Exercise for the upper back.
To complete this exercise, you will need a block simulator ( lateral machine). Find a special handle that allows you to keep your palms close together. Pull the handle of the unit toward you until it touches your chest. Then slowly return it to its original position.

One-handed dumbbell barbell.

Exercise for the latissimus dorsi.
This is a “total” lateral exercise, but one that eliminates the excessive tension of the lower back, because your unloaded arm is used to support the entire upper body. Pull the dumbbell toward your abdominals and lower it until your arm straightens down to the very end. Then try a little more insistently to lower it even lower. Strengthen this stretch as much as possible.

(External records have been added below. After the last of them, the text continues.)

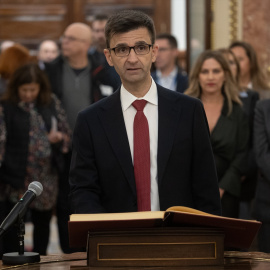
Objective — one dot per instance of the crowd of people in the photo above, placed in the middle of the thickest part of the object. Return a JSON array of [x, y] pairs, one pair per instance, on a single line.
[[41, 97]]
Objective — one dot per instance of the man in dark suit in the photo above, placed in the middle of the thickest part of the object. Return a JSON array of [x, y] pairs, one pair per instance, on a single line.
[[105, 175]]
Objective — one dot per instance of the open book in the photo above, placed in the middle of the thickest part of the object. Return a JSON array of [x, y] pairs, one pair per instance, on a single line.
[[238, 233]]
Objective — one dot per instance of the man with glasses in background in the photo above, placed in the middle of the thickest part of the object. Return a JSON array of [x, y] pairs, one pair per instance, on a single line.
[[168, 74], [144, 148]]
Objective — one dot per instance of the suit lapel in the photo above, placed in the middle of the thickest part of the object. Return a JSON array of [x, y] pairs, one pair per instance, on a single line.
[[168, 119], [112, 119]]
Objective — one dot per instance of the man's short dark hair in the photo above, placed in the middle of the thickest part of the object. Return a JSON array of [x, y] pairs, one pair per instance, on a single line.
[[128, 20], [100, 17], [171, 39]]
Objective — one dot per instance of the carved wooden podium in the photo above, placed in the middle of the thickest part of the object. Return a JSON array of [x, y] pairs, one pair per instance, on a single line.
[[163, 247], [165, 239]]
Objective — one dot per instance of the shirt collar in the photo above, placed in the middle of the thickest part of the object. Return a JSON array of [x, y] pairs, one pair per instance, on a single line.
[[171, 75], [127, 98]]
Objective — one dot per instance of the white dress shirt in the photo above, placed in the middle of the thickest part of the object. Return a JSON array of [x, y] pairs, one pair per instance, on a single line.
[[151, 113]]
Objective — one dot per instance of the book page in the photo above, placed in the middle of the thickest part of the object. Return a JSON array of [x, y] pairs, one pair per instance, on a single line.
[[118, 216], [187, 210]]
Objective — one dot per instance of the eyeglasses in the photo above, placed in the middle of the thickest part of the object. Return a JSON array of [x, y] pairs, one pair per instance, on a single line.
[[70, 39], [164, 49], [140, 49]]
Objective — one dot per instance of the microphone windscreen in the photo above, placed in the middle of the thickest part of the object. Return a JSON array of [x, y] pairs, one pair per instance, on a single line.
[[36, 187]]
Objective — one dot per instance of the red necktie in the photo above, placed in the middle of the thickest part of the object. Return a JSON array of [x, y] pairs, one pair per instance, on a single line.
[[141, 156]]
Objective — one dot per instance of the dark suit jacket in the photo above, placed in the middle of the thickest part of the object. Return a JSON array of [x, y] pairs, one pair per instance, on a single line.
[[262, 155], [102, 174]]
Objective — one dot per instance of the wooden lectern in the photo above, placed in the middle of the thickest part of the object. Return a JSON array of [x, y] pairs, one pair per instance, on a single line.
[[163, 247], [179, 236]]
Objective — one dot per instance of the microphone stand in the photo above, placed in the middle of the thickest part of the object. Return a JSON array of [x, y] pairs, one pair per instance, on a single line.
[[20, 257]]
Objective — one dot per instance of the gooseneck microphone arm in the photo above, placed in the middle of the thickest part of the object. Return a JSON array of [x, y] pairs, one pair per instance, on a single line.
[[16, 217], [18, 211]]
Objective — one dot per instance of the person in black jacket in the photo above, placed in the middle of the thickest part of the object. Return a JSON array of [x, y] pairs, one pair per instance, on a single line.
[[78, 81], [168, 74], [33, 135]]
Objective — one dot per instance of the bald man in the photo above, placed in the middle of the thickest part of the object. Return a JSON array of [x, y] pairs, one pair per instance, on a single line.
[[78, 81], [47, 51]]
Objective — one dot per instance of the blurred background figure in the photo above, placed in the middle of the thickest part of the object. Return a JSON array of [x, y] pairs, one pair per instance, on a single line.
[[262, 153], [96, 51], [10, 59], [211, 80], [98, 38], [6, 44], [76, 80], [249, 99], [251, 75], [168, 74], [33, 135], [48, 50]]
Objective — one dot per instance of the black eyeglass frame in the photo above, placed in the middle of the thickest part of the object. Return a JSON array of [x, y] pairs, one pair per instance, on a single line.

Bending forward with barbell on the back.

Exercise for the latissimus dorsi.
Take a stable position, firmly placing your feet together or apart, while the loaded bar rests across your shoulders. Keeping the straightened position of your back, lean forward, bending at the waist, and straighten. Hold your head as high as you can during the whole movement. Do not use heavy weights until you have fully mastered this movement.

Shrugs with a barbell (“shrugs” shoulders)

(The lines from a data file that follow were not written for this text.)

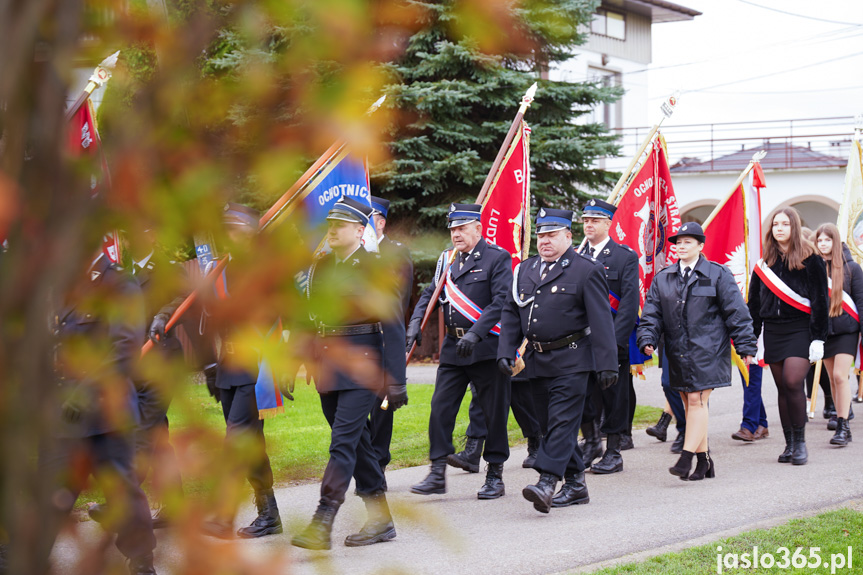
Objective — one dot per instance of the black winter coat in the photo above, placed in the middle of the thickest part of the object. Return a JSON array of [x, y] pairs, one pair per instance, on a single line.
[[698, 322], [809, 282], [852, 285]]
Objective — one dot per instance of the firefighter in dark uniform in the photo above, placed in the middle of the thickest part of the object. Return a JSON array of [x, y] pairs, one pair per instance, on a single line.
[[559, 302], [97, 411], [477, 286], [234, 388], [348, 359], [621, 273], [398, 258]]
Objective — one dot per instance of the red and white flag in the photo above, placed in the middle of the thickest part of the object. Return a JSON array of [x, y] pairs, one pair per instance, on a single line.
[[647, 214], [506, 208]]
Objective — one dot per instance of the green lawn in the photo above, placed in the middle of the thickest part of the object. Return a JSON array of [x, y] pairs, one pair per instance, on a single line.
[[832, 533]]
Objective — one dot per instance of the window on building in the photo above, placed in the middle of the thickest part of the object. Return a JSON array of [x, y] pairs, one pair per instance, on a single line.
[[607, 23]]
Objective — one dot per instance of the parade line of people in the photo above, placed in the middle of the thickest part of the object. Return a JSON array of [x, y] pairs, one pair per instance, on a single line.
[[573, 314]]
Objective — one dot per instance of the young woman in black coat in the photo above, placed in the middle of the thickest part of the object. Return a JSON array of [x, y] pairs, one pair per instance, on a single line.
[[843, 334], [792, 338]]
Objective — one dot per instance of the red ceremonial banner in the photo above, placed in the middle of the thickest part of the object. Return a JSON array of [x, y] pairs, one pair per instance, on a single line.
[[506, 209], [647, 214]]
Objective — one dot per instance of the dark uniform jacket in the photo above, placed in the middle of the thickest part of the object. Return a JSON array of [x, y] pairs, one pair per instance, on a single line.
[[852, 284], [698, 322], [343, 295], [397, 259], [621, 273], [572, 297], [486, 279], [96, 352], [809, 282]]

Exercise for trapezius muscles.
Hold the barbell in your arms down with the distance between the hands at shoulder width, keep your torso upright. The neck can be held in front of you or behind the body, depending on how you prefer to do it yourself; in addition, you can also replace the barbell with dumbbells. Keeping your arms “off,” raise your shoulders up toward your ears, as high as possible. Then turn them in a circular motion back and down. Do not bend your knees. Focus on turning down your shoulders. Some athletes use a special simulator (Universal simulator for a bench press) instead of free weights for this exercise. Shrag is considered the best comprehensive trapezium-building movement.

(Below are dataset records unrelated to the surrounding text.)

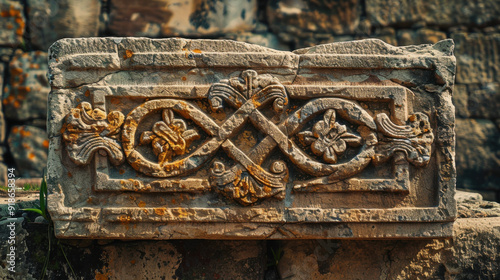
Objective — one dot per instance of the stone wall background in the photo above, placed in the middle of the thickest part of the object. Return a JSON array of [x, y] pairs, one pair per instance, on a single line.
[[29, 27]]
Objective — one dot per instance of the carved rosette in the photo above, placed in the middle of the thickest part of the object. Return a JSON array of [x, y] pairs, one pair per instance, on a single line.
[[324, 150]]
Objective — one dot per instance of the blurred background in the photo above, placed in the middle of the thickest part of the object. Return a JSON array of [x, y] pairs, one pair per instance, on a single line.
[[29, 27]]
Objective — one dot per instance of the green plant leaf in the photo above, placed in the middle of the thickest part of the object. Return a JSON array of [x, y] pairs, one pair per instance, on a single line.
[[43, 197]]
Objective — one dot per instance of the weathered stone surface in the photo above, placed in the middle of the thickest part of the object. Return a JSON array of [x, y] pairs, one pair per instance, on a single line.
[[473, 254], [294, 18], [53, 20], [420, 36], [222, 139], [12, 23], [3, 125], [461, 101], [25, 96], [438, 12], [28, 145], [478, 59], [185, 18], [472, 205], [478, 154], [265, 39], [478, 100], [3, 174]]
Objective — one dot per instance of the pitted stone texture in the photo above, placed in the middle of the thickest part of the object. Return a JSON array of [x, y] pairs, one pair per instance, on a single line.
[[420, 36], [181, 18], [265, 39], [25, 96], [478, 59], [28, 145], [53, 20], [478, 156], [190, 139], [438, 12], [12, 23], [291, 19], [472, 205]]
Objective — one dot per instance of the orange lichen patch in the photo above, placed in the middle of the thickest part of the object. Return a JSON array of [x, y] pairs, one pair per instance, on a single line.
[[25, 133], [115, 101], [15, 71], [160, 211], [128, 54], [102, 276]]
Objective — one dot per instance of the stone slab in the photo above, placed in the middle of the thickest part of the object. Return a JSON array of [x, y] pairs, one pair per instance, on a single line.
[[214, 139], [442, 13]]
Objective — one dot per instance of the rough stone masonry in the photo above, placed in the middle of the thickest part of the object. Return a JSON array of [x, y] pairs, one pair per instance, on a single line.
[[208, 139]]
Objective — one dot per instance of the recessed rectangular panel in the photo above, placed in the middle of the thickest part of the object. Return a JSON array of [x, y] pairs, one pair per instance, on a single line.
[[179, 139]]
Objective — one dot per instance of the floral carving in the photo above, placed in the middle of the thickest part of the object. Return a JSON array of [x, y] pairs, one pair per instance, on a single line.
[[88, 130], [169, 137], [328, 138]]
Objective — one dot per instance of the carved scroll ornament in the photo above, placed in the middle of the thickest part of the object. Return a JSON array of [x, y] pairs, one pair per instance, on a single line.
[[316, 150]]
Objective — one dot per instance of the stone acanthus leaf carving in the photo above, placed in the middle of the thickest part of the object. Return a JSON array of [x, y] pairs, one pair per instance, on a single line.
[[169, 137], [88, 130], [247, 181], [414, 139], [328, 138], [249, 187]]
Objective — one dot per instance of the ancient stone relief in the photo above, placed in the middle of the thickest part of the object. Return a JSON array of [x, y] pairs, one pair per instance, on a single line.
[[189, 139], [243, 179]]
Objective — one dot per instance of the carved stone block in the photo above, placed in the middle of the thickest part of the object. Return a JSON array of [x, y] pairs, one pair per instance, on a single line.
[[179, 139]]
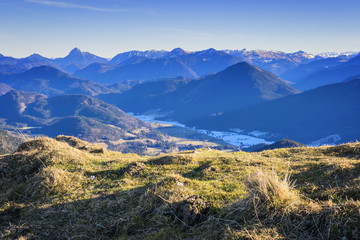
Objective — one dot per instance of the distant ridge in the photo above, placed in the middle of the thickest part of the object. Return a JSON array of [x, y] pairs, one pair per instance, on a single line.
[[51, 81]]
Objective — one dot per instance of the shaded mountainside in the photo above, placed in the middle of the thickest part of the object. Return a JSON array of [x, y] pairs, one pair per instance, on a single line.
[[51, 81], [238, 86], [175, 63], [283, 143], [77, 59], [93, 120], [296, 74], [10, 141], [4, 88], [273, 61], [305, 117], [67, 187], [141, 96], [151, 54], [332, 75], [145, 70]]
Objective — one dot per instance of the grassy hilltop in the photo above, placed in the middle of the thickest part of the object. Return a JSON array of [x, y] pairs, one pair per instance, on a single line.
[[66, 188]]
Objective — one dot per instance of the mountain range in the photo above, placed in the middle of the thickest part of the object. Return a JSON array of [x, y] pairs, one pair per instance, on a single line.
[[76, 115], [335, 74], [208, 89], [238, 86], [51, 81], [273, 61], [328, 111]]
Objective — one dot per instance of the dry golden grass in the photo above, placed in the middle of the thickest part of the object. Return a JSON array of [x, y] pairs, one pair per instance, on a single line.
[[53, 189]]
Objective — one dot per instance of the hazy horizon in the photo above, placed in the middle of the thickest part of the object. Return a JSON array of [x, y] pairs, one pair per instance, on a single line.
[[52, 28]]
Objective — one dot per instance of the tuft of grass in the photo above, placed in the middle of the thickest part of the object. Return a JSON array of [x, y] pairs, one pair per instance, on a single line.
[[267, 188]]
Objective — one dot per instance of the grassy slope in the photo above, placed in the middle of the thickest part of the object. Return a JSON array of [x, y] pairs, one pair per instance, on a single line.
[[52, 189]]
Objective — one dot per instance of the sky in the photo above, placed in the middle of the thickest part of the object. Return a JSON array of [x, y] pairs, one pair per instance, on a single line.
[[107, 27]]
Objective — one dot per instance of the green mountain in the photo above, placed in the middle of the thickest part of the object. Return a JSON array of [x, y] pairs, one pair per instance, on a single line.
[[303, 70], [283, 143], [142, 96], [4, 88], [238, 86], [332, 75], [329, 110]]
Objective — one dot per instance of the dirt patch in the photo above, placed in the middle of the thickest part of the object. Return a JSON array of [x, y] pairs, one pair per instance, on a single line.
[[80, 144], [171, 159], [134, 169], [193, 210]]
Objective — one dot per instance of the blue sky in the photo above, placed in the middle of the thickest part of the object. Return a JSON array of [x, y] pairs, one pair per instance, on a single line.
[[106, 27]]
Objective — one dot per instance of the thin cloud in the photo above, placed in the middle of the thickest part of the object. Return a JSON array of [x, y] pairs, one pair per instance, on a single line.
[[83, 7], [185, 31]]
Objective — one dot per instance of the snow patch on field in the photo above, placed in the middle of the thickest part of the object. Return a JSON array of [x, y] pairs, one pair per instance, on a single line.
[[234, 137], [329, 140], [257, 133]]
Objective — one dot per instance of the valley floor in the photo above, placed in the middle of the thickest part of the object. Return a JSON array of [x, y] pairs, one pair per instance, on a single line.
[[70, 189]]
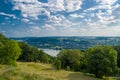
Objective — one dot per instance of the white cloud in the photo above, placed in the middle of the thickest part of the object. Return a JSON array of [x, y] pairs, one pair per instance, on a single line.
[[34, 29], [9, 15], [25, 20], [76, 16], [109, 2], [29, 8]]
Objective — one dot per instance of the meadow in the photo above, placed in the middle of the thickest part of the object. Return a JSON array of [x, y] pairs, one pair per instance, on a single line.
[[39, 71]]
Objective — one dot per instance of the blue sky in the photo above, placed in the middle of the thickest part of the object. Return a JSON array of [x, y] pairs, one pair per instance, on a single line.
[[20, 18]]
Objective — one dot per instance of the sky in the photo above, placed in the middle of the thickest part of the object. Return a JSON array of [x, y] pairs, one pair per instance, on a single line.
[[36, 18]]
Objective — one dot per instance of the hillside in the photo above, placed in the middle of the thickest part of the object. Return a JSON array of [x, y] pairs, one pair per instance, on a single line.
[[39, 71], [69, 42]]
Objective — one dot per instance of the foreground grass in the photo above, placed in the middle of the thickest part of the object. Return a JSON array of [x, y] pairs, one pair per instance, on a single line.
[[39, 71]]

Hyperextension lying prone: man sitting on bench

Exercise for the lower latissimus dorsi.
This exercise is performed on a device specially designed for this movement. Place your legs and front of your pelvic girdle on a bench. The top of the body should be free for ups and downs. Place your hands behind your head and lower your torso to the floor. Climb to a level where your body is not in a horizontal line. Go down and repeat.
Over time, as your lumbar region becomes stronger, you can hold the barbell behind your head, as you tilt forward with the barbell on your back. This movement is considered a big favorite by today’s athletes because it helps provide protection against lower back injuries.

Pullover

E the exercise, in addition to the muscles of the back, and is working part pecs .
Take a dumbbell with both hands at one end, holding the pancake on the upper side with your palms. Lie down with your upper back across the bench and bend your knees, feet rest on the floor. Bending your elbows slightly, slowly pull the dumbbell behind your head. Try to maximize the muscles of the upper back.